But the Romney portrait was started in 1782, so soon after the completion of the Wright portrait? Even if the Wright portrait was to celebrate the beginning of his career as an MP (1783-1800), it seems overconfident and extravagant.
It would seem the closest this discussion has come to an answer would be Thomas Cherbury Bligh but this is not nearly a certainty. Does the discussion have any further avenues of exploration?
This may be of some use a thesis about Joseph Wright of Derby:-
I'm sure it's been suggested before, but facially he looks to me quite like Sir Brooke Boothby, subject of that famous Wright portrait (attached)
The person is very similar to the Swedish ambassador, Baron Gustaf Adam von Nolcken, who was painted by John Downman. Downman was Wrights apprentice and travel companion in Italy. See the two paintings side by side.

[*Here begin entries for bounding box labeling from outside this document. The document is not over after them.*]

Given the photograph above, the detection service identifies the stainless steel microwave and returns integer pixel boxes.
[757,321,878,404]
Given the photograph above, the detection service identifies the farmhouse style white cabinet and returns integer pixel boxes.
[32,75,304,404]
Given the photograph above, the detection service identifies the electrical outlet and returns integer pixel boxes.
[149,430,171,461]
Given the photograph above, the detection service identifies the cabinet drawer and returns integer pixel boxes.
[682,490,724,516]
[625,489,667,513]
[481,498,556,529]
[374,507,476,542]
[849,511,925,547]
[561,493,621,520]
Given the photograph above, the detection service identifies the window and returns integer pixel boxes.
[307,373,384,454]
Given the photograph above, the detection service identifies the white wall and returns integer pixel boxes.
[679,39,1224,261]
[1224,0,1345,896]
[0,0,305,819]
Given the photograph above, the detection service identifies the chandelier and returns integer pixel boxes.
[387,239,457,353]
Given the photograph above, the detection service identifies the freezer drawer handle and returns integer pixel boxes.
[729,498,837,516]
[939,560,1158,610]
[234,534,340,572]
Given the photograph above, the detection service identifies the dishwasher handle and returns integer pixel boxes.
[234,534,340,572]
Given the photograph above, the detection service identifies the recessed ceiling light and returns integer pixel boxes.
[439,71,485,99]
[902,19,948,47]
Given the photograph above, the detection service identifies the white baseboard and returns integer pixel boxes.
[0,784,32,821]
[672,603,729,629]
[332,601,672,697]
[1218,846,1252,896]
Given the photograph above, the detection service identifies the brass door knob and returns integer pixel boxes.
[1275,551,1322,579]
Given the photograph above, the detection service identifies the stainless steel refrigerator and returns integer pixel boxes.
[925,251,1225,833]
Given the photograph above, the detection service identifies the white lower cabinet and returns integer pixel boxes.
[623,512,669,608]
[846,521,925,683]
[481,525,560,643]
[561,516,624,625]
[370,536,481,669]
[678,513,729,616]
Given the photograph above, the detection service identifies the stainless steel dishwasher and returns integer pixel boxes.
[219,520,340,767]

See this link https://en.wikipedia.org/wiki/John_Downman and this one https://en.wikipedia.org/wiki/Richard_Hurleston
Roger, thank you...but I am not convinced by the resemblance, which to me seems very slight. Look at their noses: von Nolcken has a long, pointed one with a prominent bridge, while our sitter's could almost be described as 'snub'. Oh, and I don't think Downman was ever Wright's pupil or apprentice - that was Hurleston. You seem to have mixed up the information in the two Wikipedia articles you link us to.

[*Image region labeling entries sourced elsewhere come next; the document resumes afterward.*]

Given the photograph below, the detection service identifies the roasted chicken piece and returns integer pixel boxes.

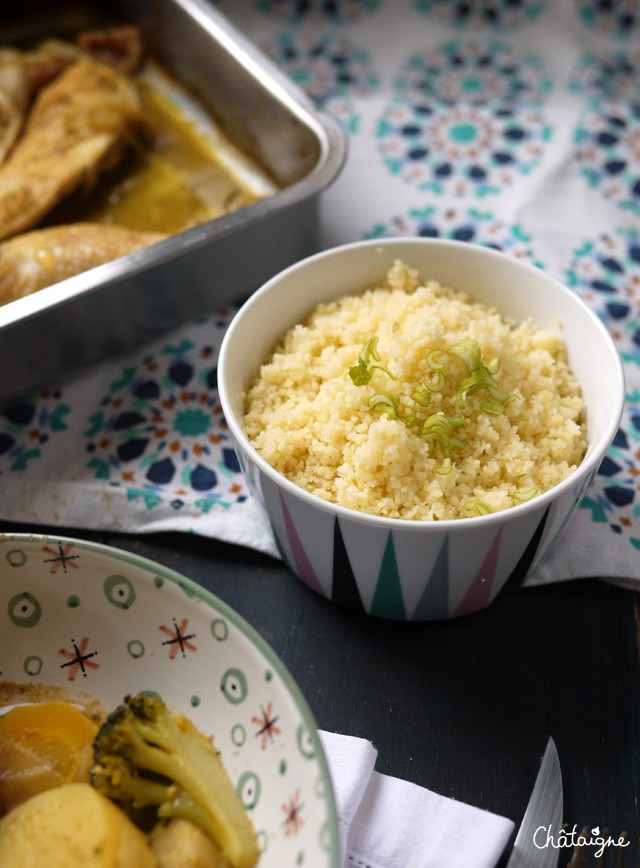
[0,58,142,239]
[0,223,166,304]
[0,48,29,164]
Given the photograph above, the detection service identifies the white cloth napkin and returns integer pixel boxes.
[320,731,514,868]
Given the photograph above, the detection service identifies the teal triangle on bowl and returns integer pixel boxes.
[412,535,449,621]
[369,531,407,621]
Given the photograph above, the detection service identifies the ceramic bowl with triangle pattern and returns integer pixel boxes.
[218,237,624,621]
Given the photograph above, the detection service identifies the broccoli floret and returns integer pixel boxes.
[91,694,258,868]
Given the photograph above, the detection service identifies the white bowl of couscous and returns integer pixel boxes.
[218,238,624,621]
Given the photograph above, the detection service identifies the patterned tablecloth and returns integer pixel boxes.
[0,0,640,586]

Like Will Pinfold, I am struck by the resemblance to Brooke Boothby, as depicted by Wright in the full-length reclining Tate portrait of 1781. The sitter in the Manchester painting looks a bit younger, which would fit in with Nicolson's suggested date (on stylistic grounds) of late 1770s. The heavy-lidded eyes, the slightly effete air, the elegant but understated dress and the bookishness are all characteristic of Boothby.

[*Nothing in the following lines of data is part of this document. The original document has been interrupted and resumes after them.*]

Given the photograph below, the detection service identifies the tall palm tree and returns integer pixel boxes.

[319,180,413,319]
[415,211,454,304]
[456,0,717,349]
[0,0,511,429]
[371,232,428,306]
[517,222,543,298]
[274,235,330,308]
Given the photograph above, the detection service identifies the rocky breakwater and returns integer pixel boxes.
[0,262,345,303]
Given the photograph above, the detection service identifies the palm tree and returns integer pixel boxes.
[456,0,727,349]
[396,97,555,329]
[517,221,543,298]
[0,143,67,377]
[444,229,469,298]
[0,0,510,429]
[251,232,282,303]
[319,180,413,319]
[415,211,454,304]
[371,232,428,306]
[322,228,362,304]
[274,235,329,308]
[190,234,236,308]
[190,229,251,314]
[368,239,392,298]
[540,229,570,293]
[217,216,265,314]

Just to say that William Tate was a pupil of Wright's probably from 1768 while Wright was lodging in Liverpool with Richard Tate, William's elder brother. Nicholson has a lot of references to the Tates and also to Thomas Moss Tate, William's nephew (Joseph Wright of Derby) and also Elizabeth Barker in 'Joseph Wright of Derby in Liverpool' 2007/2008- the catalogue for the Liverpool exhibition which also went to the Yale Center for British Art. See also the article I wrote for 'The Hidden Art of Barnsley' 2015-available on http://www.barnsleyartonyourdoorstep.org.uk/wp-content/uploads/2015/04/1.The-Tate-Family-of-Gawber-Hall.pdf
I am afraid that this does not help identify the sitter but a previous post discussed Wright's pupils.
Is there any chance that this might be an earlier portrait of Charles Burney, music historian and father of Fanny the novelist, than the later portrait (1781) by Sir Joshua Reynolds in the NPG? They do seem to me to look very alike.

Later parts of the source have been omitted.